Mantan PM Nepal, Sharma Oli dan Presiden Rusia, Vladimir Putin. (Kremlin.ru, CC BY 4.0 <https://creativecommons.org/licenses/by/4.0>, via Wikimedia Commons)
Oli pertama kali menjabat sebagai Perdana Menteri pada periode 2015-2016. Popularitasnya meroket saat ia mengambil sikap tegas melawan India yang saat itu memberlakukan blokade perbatasan. Sikap nasionalis ini membuatnya dipandang sebagai pemimpin yang berani melawan hegemoni negara tetangga.
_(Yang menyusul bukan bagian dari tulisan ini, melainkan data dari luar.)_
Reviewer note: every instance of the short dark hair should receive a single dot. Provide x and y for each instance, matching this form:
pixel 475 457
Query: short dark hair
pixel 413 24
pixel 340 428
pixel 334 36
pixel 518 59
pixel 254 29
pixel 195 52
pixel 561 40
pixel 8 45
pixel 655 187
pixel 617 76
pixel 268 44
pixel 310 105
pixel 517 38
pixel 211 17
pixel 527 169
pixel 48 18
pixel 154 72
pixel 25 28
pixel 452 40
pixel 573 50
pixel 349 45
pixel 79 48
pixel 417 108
Pada periode keduanya (2018-2021), ia kembali berkuasa dengan kemenangan mayoritas di parlemen. Di masa inilah ia meluncurkan visi "Nepal Sejahtera, Rakyat Nepal Bahagia". Namun, gaya kepemimpinannya dinilai cenderung otoriter karena ia jarang menerima kritik dan sering melontarkan pernyataan sinis kepada media, dilansir Indian Express.
Pemerintahannya juga diwarnai oleh konflik internal partai yang berujung pada manuver kontroversial. Oli tercatat pernah membubarkan parlemen, sebuah tindakan yang kemudian dinyatakan inkonstitusional oleh Mahkamah Agung. Ia juga memusatkan beberapa lembaga investigasi penting langsung di bawah kendali Kantor Perdana Menteri.
Untuk kembali berkuasa pada Juli 2024, ia terpaksa berkoalisi dengan partai saingannya, Nepali Congress. Koalisi yang rapuh ini menandai terkikisnya dominasi politik yang pernah ia nikmati.